Most of the docs say this because most of them don't study any of the supplements. There is no desire for western med big pharma to spend the study money in order to promote use of a $10 supplement. That's why there is an opposition effort against the supps.
Looks interesting. Resveratrol has very low bioavailability. Its close cousin, sharing many of its beneficial properties, is pterostilbene, with four-fold greater bioavailability.
Interesting that they found extremely low doses much more effective than higher doses. Excerpt from one of the studies:
We observed that the two lower dose levels of R-Cu were more effective than the higher ones. It is noteworthy that the amount of R present in the lowest dose (level I) was ~90 times less, and that of Cu ~4500 times less, than those that are recommended by the respective vendors for use as health supplements. Thus, small quantities of a combination of R and Cu can generate sufficient oxygen radicals to have profound effects in terms of down-regulation of cancer hallmarks and immune checkpoints by targeting a hitherto unknown constituent of TME
apart from dosage, we all know that cancer does not exist...because, apart from the fact that we are all individuals (which is already a big fact) what can be good for lung cancer may not be good for prostate cancer and so on....
Copper ionophores, like resveratrol, have been studied for their therapeutic potential in various diseases, including cancer. These ionophores can modulate intracellular copper levels and have shown promise in cancer treatment by inducing cell death in cancer cells through mechanisms like cuproptosis.
It sounds like you have a tough time, reading your past posts.
Such treatments that work in mice may make you sick or not work, as they are very early in the trials. I would suggest discussing this with your oncologist to see if he or she thinks you have othe roptions that are more promising. Self treating in this way can be dangerous related to the treatment and the time spent using this, is something else might have worked better.
I take many supplements myself, adjunct to my oncologist's recommended main treatment. I do my research on treatments and then discusses the pros and cons with my doctor.
Interesting studies, but I would still be keen to see some more focus on the dosage and in particular, coppers role in tumour growth as it does seem to play an important role in that aspects of cancer growth.

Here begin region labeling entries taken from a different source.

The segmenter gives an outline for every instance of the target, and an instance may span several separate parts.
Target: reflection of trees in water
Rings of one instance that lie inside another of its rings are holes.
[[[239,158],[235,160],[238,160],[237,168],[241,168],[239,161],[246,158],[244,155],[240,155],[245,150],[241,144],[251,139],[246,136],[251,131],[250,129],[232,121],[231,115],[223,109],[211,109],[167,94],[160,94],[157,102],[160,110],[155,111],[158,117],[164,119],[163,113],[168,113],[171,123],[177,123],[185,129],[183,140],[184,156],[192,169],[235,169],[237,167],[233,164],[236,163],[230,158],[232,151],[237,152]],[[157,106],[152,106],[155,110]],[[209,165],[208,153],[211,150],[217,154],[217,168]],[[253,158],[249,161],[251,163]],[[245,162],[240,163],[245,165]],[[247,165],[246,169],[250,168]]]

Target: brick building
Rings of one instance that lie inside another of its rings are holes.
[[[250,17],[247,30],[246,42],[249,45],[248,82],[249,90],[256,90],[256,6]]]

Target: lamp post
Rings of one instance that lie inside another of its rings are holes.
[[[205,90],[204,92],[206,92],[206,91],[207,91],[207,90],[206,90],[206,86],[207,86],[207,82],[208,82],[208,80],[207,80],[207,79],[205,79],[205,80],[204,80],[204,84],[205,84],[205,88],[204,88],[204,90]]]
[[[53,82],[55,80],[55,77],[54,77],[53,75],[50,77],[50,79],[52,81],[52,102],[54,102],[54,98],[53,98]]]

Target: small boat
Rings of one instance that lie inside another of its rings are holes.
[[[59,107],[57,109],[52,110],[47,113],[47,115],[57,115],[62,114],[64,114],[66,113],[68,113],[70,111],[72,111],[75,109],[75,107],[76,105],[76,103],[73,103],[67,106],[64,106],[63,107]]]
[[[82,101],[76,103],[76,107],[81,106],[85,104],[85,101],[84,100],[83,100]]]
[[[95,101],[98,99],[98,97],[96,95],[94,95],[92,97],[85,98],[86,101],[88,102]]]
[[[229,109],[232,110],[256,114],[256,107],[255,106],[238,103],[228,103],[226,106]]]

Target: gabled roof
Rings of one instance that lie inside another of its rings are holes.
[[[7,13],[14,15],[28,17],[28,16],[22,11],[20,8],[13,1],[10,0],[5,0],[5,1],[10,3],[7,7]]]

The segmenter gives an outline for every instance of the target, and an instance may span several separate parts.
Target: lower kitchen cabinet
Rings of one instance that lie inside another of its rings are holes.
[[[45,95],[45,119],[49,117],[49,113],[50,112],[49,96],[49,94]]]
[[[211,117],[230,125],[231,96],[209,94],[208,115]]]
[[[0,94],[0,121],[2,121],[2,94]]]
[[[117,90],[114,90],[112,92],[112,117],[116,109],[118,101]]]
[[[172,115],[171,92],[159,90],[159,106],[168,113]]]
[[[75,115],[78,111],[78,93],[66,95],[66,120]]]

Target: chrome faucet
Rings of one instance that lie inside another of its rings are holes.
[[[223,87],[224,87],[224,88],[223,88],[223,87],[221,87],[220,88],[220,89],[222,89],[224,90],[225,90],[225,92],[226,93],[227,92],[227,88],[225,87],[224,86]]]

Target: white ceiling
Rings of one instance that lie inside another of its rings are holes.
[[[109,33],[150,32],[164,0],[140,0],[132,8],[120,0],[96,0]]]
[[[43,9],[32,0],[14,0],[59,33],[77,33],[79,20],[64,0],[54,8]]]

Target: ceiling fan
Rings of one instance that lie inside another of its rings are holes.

I have not checked Copper level. Zinc and Copper levels go in opposite direction. High Zinc level reduces Copper level and vice versa. There are two different mechanisms ..whereby copper slows cancer cell growth..One..as medline described above..called cuproptosis..meaning actively killing cancer cells by copper getting inside cancer cells.. if taken with Resveretrol (Copper Ionophore) But the mechanism ..Tata cancer Institute scientists cited in paper is ...Tiny pieces of Chromatin ..after breaking up from dying cancer cells circulate in blood and starts lodging in different sites such as bone, lymph nodes etc. Causing new Mets. Copper+ Resveratrol is supposed to remove these tiny pieces of Chromatin and thus slow new met formation. I fear taking more than 2 mg of Copper per day.. so I stick with 2 mg tabs.